After a long time, his bone marrow transplant process started last month in Maryland - the National Institutes of Health (NIH). Summering the whole process in a few lines:
a) The first 2 phases of a total of 5 were already successful done. It were comprising in a double check of his vital organs and the health and incompatibilities of the donor, his sister, Helen;
b) This week (June 9th, 2021) started the harvest cells collecting from the donor, - Helen.;
c) Next month Caesar will flight to spend about two weeks to repeat some exams and do new ones: all part of the transplant's protocol; then we'll flight back home (Memphis/TN) for rest a few weeks (celebrate his birthday) before the last phase of the hardest part: the chemotherapy that will be followed by the infusion of the stem cells harvest from his sister
d) THA will take place in the upcoming August month, when will flight back to Maryland. The hospital schedule says: one month totally isolated to the hospital when the final phase takes place, and two months living in a hospital aside to the hospital.
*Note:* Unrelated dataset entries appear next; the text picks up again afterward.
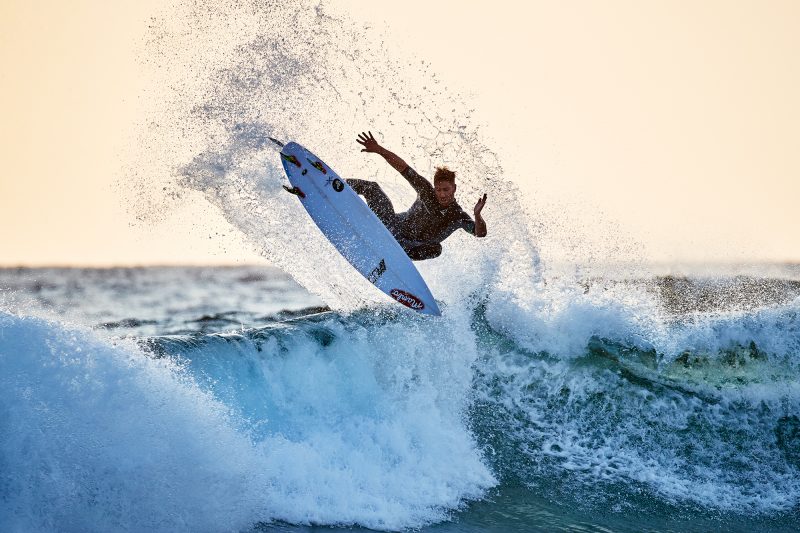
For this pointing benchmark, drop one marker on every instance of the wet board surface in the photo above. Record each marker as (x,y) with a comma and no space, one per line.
(356,232)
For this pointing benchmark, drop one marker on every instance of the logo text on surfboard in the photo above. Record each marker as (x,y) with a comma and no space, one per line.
(292,159)
(377,272)
(318,165)
(407,299)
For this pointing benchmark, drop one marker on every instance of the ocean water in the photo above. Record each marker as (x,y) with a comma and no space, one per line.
(550,396)
(232,399)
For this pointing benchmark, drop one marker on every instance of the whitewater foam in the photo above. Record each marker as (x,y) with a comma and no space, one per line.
(358,429)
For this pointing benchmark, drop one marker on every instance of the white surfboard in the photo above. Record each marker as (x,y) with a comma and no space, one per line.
(351,226)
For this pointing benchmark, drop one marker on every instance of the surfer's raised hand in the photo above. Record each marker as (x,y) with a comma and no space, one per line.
(479,205)
(368,142)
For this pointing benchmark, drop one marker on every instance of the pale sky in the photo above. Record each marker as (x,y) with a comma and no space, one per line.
(675,123)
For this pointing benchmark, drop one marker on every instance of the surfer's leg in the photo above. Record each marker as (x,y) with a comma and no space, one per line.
(429,250)
(376,199)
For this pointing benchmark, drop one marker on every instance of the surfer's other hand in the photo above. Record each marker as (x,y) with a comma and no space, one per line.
(479,205)
(368,142)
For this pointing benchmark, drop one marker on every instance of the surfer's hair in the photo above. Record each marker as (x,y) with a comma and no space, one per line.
(444,174)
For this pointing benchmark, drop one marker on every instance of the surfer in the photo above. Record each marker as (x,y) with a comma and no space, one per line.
(433,216)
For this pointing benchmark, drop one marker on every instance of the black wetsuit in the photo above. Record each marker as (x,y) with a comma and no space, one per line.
(422,228)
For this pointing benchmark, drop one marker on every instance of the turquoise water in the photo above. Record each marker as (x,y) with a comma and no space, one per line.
(212,416)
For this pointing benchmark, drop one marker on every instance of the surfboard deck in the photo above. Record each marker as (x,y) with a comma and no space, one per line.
(356,232)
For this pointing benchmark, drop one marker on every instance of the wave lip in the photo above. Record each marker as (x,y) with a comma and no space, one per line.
(97,436)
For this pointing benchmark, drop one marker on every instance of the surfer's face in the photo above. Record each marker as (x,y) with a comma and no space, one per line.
(445,192)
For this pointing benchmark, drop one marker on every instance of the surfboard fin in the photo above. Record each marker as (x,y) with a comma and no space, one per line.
(295,190)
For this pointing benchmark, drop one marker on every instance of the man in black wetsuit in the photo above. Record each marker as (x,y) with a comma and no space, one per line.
(433,217)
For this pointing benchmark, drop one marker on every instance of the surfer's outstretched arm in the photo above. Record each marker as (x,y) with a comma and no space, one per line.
(371,145)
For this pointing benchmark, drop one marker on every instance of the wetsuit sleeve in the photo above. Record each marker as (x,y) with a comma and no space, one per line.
(467,223)
(423,187)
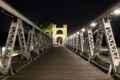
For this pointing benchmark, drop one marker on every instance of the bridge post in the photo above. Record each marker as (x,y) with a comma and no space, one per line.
(115,57)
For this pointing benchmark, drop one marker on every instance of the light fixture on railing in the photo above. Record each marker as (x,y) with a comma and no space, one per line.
(83,29)
(116,12)
(78,33)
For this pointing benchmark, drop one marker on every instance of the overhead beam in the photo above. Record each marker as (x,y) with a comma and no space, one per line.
(16,13)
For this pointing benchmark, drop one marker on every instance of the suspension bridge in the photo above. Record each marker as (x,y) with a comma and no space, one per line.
(34,55)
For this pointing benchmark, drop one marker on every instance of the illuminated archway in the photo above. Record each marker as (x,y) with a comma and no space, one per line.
(59,40)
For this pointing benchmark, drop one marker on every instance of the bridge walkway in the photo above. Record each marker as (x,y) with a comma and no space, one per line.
(60,64)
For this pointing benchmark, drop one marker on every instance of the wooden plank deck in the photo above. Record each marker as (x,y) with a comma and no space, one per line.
(60,64)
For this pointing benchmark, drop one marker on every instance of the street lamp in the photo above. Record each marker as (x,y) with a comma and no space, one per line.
(83,29)
(78,33)
(116,12)
(93,24)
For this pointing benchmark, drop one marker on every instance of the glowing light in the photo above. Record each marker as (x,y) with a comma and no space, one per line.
(93,24)
(3,50)
(83,29)
(78,32)
(116,12)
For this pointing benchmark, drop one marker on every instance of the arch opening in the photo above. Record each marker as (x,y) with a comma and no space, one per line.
(59,32)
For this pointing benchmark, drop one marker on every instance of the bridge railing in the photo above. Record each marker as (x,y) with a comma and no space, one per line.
(22,45)
(90,43)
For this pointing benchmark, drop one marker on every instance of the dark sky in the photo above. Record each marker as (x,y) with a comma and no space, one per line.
(73,12)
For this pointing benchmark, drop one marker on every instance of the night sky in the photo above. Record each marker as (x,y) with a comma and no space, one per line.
(75,13)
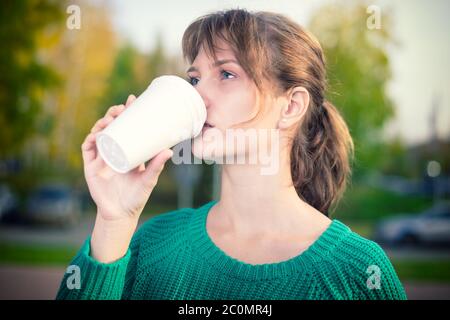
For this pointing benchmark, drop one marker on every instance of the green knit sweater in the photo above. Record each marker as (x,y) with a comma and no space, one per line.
(171,256)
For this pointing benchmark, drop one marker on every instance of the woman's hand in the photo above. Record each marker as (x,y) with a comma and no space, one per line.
(120,198)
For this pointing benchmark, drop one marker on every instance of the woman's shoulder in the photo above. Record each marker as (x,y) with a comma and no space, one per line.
(367,264)
(169,224)
(356,249)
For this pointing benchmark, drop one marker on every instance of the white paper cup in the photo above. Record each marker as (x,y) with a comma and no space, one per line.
(169,111)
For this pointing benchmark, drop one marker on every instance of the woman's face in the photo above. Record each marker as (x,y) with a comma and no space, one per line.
(230,97)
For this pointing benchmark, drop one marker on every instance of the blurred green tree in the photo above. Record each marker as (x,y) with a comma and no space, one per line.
(24,25)
(358,71)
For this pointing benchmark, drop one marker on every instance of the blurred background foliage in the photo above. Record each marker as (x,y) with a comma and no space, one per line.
(56,82)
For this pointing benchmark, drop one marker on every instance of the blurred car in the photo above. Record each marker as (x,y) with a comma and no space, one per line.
(430,227)
(8,203)
(53,205)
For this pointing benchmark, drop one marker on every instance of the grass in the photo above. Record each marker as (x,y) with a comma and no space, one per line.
(423,270)
(362,202)
(33,255)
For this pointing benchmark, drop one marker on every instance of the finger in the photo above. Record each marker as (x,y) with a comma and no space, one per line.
(130,100)
(88,148)
(102,123)
(114,111)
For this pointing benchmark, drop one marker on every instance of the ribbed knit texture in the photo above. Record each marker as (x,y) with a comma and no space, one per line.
(171,256)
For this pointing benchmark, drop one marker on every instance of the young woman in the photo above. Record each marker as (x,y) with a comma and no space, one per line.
(269,236)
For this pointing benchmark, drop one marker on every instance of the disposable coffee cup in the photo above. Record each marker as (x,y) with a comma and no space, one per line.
(168,112)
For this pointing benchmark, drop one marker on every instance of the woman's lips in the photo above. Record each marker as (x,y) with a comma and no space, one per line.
(206,126)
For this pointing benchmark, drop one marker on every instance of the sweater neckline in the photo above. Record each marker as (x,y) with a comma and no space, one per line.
(203,245)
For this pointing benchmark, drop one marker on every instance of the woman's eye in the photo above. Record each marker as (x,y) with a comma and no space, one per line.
(193,81)
(226,74)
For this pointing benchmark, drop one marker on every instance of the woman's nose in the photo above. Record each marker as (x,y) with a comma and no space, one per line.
(201,90)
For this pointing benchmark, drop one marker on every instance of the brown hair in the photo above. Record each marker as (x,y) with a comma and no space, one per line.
(275,50)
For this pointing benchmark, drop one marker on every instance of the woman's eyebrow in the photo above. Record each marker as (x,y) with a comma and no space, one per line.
(215,64)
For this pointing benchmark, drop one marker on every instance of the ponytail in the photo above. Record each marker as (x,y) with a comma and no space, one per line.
(320,158)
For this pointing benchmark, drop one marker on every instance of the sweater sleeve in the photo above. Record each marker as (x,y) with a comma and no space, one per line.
(375,276)
(89,279)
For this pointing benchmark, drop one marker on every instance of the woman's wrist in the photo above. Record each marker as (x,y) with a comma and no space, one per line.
(111,239)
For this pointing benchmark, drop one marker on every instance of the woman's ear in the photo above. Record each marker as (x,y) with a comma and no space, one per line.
(297,104)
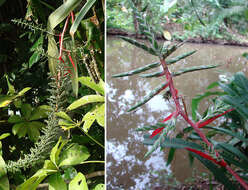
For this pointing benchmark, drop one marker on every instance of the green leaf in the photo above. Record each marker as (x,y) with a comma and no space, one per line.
(78,182)
(56,182)
(26,110)
(11,90)
(63,115)
(87,81)
(80,16)
(149,96)
(73,155)
(20,129)
(34,59)
(33,182)
(5,101)
(85,100)
(139,45)
(33,130)
(15,119)
(4,181)
(88,119)
(53,20)
(100,114)
(195,68)
(99,187)
(40,112)
(195,101)
(138,70)
(23,91)
(54,156)
(217,172)
(4,135)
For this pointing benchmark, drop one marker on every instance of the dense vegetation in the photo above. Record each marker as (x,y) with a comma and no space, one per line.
(226,158)
(211,19)
(52,94)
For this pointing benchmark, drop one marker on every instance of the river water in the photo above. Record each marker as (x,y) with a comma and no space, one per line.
(126,166)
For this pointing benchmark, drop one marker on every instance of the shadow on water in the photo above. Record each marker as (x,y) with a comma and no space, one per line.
(126,166)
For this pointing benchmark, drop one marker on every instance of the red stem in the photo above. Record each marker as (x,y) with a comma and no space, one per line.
(181,112)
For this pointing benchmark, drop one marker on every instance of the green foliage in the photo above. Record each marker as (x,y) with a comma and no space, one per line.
(29,47)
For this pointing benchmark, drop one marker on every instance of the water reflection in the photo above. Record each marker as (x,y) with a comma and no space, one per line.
(126,166)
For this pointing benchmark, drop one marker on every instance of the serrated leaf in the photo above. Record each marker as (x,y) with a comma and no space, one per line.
(78,182)
(56,182)
(87,81)
(86,100)
(73,155)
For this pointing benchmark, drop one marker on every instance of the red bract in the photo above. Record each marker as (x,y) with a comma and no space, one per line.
(156,131)
(202,124)
(208,157)
(169,117)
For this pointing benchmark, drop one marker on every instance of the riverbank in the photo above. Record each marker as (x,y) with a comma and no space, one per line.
(117,31)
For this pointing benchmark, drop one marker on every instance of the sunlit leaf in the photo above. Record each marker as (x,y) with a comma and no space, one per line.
(63,115)
(54,156)
(81,15)
(73,155)
(86,100)
(87,81)
(79,182)
(56,182)
(167,35)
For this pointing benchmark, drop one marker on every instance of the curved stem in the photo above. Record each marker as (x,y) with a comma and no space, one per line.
(93,161)
(181,112)
(92,138)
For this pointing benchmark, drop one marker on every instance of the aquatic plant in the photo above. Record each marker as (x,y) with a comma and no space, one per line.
(160,136)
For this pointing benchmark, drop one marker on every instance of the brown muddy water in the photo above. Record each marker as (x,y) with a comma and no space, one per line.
(126,166)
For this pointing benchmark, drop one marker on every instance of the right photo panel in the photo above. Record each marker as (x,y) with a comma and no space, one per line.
(177,95)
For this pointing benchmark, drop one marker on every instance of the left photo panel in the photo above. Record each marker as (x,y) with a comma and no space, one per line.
(52,95)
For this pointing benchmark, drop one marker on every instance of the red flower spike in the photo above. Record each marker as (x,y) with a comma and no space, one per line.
(156,131)
(169,117)
(202,124)
(208,157)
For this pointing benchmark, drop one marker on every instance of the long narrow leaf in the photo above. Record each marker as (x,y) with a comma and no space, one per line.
(149,96)
(139,45)
(138,70)
(196,68)
(81,15)
(217,172)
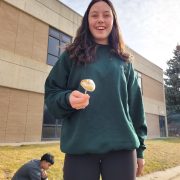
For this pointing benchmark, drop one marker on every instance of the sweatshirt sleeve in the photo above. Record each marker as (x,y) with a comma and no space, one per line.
(56,91)
(136,109)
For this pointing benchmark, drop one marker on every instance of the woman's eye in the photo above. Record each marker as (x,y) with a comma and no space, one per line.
(94,15)
(107,15)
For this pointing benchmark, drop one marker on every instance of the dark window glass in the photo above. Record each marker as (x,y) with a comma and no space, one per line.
(54,33)
(53,46)
(65,38)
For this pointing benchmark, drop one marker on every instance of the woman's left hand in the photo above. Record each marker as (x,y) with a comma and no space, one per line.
(140,166)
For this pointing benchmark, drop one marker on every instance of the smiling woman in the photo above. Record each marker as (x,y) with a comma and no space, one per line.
(100,22)
(103,131)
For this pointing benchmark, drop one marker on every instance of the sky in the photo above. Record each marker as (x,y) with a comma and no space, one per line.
(149,27)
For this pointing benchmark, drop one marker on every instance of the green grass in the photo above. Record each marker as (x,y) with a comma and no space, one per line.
(160,154)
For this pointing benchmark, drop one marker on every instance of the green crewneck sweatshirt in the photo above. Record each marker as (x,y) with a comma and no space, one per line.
(113,120)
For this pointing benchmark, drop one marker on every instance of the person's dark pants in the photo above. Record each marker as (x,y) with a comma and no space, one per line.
(117,165)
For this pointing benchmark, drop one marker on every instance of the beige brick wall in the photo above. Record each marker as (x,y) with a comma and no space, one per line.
(52,12)
(23,34)
(152,88)
(20,115)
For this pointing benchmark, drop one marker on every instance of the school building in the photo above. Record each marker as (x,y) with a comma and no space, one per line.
(32,36)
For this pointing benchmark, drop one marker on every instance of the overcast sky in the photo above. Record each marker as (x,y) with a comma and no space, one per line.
(150,27)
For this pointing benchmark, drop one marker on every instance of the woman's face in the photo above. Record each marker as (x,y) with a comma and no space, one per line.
(100,21)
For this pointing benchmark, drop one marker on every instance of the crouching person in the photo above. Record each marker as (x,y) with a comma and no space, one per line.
(35,169)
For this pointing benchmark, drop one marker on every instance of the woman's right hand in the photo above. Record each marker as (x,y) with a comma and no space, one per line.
(78,100)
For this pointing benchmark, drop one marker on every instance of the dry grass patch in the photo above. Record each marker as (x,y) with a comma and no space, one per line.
(160,154)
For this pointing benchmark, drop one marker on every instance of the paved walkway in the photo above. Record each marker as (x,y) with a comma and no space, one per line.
(169,174)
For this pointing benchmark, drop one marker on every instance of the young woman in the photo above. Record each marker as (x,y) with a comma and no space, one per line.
(103,131)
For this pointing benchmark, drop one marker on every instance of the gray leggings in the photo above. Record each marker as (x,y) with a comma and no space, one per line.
(116,165)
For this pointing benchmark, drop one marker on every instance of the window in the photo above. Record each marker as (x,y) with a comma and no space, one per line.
(57,42)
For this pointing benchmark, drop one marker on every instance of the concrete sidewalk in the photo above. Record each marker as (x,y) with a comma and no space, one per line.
(169,174)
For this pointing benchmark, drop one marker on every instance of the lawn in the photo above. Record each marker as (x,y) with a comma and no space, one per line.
(160,154)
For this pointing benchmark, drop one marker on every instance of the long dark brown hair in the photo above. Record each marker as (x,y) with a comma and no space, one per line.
(83,49)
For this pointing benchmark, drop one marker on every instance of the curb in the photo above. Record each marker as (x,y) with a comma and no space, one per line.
(168,174)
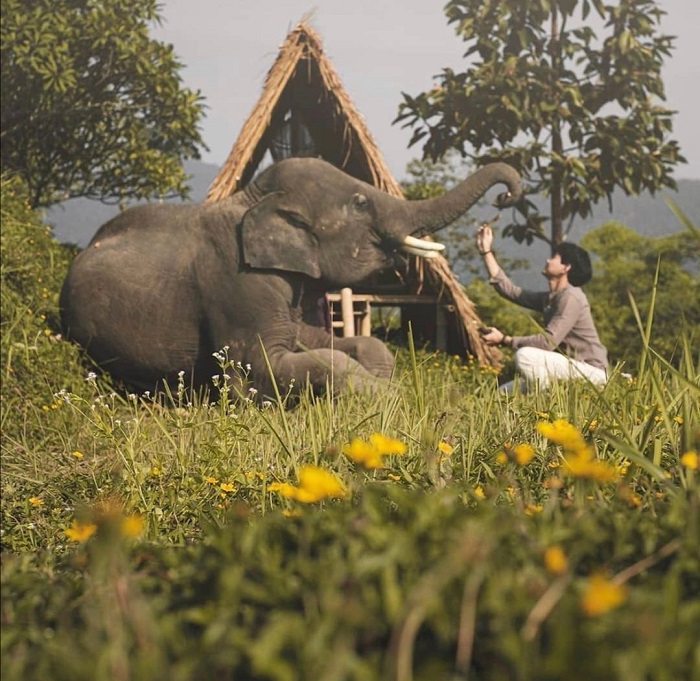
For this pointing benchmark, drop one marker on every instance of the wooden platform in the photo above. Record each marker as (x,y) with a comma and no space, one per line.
(352,312)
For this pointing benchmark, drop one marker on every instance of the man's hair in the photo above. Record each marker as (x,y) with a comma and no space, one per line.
(571,254)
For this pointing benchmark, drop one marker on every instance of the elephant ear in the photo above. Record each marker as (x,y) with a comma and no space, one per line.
(276,236)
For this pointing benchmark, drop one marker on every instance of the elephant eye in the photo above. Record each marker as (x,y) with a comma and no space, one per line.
(360,202)
(294,218)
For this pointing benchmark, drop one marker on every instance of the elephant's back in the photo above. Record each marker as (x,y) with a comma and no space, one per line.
(149,221)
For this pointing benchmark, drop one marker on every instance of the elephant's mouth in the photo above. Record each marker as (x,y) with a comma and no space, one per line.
(421,247)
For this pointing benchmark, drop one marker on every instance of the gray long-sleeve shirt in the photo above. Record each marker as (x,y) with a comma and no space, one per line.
(568,324)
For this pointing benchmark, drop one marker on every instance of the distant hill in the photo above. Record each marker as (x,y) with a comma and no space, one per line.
(76,221)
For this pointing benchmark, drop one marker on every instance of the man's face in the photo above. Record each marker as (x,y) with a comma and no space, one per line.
(554,267)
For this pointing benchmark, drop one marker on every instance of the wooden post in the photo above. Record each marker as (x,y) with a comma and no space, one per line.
(366,319)
(347,312)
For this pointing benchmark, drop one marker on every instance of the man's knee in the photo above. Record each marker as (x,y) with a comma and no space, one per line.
(528,360)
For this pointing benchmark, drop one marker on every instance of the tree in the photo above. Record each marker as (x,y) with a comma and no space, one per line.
(578,116)
(91,106)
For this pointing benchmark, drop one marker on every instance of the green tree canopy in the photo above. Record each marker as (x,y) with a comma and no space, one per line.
(91,106)
(576,114)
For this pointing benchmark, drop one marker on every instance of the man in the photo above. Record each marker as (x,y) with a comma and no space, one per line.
(569,346)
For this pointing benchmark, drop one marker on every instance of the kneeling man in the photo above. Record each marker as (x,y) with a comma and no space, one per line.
(569,346)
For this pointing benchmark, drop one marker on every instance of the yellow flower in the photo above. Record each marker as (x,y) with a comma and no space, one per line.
(131,526)
(690,460)
(370,454)
(579,459)
(445,448)
(363,452)
(80,531)
(600,595)
(531,509)
(563,433)
(317,483)
(555,560)
(583,465)
(523,453)
(314,484)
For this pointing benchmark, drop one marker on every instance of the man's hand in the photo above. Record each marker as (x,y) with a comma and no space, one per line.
(491,335)
(484,238)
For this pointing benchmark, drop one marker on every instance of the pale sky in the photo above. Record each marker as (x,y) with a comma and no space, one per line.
(379,48)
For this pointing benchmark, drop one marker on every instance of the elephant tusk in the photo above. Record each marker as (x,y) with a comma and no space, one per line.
(421,247)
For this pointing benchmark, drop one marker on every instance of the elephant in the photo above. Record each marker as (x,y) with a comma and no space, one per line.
(161,289)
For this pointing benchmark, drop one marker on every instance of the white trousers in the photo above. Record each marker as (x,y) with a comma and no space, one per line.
(539,367)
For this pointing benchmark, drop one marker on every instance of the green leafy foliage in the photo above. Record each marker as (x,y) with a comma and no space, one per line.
(91,106)
(577,114)
(624,262)
(34,359)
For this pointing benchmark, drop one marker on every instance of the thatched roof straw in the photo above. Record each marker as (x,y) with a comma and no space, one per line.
(303,86)
(302,82)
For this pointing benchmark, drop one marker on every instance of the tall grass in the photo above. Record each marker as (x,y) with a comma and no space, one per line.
(156,537)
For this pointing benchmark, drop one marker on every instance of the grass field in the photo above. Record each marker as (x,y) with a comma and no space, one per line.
(438,530)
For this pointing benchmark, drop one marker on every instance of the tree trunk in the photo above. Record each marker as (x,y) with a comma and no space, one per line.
(557,146)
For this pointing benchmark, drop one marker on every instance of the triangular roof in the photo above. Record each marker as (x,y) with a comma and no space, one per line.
(303,83)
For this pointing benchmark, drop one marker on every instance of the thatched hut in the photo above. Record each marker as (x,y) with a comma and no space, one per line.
(304,110)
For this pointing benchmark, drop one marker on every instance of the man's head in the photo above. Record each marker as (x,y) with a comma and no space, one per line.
(580,270)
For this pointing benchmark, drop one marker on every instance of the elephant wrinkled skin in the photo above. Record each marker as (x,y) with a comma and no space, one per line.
(161,288)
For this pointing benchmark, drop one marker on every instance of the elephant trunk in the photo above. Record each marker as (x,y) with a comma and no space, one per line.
(425,216)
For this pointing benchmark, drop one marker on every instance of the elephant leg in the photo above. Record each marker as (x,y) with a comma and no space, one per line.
(370,352)
(322,369)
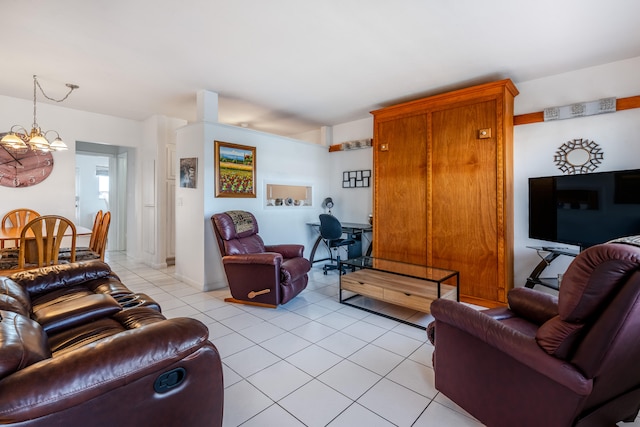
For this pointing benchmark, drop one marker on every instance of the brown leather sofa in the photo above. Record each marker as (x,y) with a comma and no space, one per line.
(570,360)
(257,273)
(78,348)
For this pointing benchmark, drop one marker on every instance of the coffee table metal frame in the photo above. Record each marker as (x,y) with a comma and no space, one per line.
(397,283)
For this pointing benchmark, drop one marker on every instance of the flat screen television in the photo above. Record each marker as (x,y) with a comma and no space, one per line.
(585,209)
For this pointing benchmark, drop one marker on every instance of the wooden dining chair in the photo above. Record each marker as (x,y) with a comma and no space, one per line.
(100,245)
(97,244)
(40,241)
(17,218)
(94,231)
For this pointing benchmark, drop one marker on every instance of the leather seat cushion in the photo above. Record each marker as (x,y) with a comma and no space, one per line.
(74,311)
(294,268)
(22,343)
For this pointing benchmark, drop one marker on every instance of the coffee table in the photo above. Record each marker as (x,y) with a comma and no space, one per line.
(407,285)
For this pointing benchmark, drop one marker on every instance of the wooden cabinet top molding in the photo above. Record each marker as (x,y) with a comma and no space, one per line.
(447,100)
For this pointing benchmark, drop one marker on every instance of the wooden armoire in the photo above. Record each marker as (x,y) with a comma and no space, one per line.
(443,186)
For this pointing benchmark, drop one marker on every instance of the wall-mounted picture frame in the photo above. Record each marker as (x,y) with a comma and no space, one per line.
(235,170)
(189,172)
(356,179)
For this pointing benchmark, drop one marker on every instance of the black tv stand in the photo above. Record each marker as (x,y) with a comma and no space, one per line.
(547,254)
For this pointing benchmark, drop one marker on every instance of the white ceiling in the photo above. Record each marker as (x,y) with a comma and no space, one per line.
(289,66)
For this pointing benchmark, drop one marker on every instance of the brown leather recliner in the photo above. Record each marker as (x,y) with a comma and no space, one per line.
(570,360)
(257,273)
(78,348)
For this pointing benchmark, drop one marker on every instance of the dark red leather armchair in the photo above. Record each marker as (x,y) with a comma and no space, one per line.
(257,273)
(78,348)
(570,360)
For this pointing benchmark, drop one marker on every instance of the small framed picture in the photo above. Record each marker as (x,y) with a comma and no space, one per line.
(189,172)
(235,170)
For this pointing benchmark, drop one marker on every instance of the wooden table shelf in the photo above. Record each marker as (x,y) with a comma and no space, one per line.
(406,285)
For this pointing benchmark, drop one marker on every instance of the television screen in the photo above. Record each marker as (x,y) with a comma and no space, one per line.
(585,209)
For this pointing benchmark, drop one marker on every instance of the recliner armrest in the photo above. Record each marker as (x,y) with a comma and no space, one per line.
(106,366)
(46,279)
(287,250)
(267,258)
(535,306)
(515,344)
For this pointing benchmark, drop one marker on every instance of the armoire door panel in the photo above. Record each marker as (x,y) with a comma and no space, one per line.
(463,203)
(400,197)
(443,186)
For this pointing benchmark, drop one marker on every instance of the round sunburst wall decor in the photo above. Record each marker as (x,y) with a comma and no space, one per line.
(578,156)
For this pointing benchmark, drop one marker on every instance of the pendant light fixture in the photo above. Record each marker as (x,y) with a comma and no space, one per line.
(19,139)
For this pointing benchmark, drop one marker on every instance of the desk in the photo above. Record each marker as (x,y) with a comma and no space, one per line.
(354,230)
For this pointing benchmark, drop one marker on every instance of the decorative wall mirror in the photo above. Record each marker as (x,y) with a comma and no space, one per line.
(578,156)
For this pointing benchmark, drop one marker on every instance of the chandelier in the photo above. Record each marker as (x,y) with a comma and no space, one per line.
(19,139)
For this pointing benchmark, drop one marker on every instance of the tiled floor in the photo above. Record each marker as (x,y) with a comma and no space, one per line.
(312,362)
e) Finally, by the end of October, we'll be back home with him out of this life-threatening anemia. In the end, everything in on God hands; therefore, He will deliver the final victory for we honor His name forever.
I WILL FIND AN EXTRA TIME TO WORK EDITING THE BELOW PART OF THE TEXT, HIS HISTORY, BUT THE ABOVE UPDATE DONE TODAY (JUNE 7TH, 2021 AT 12:03) CORROBORATE WITH OTHER UPDATES THAT WE PUT ON BEFORE.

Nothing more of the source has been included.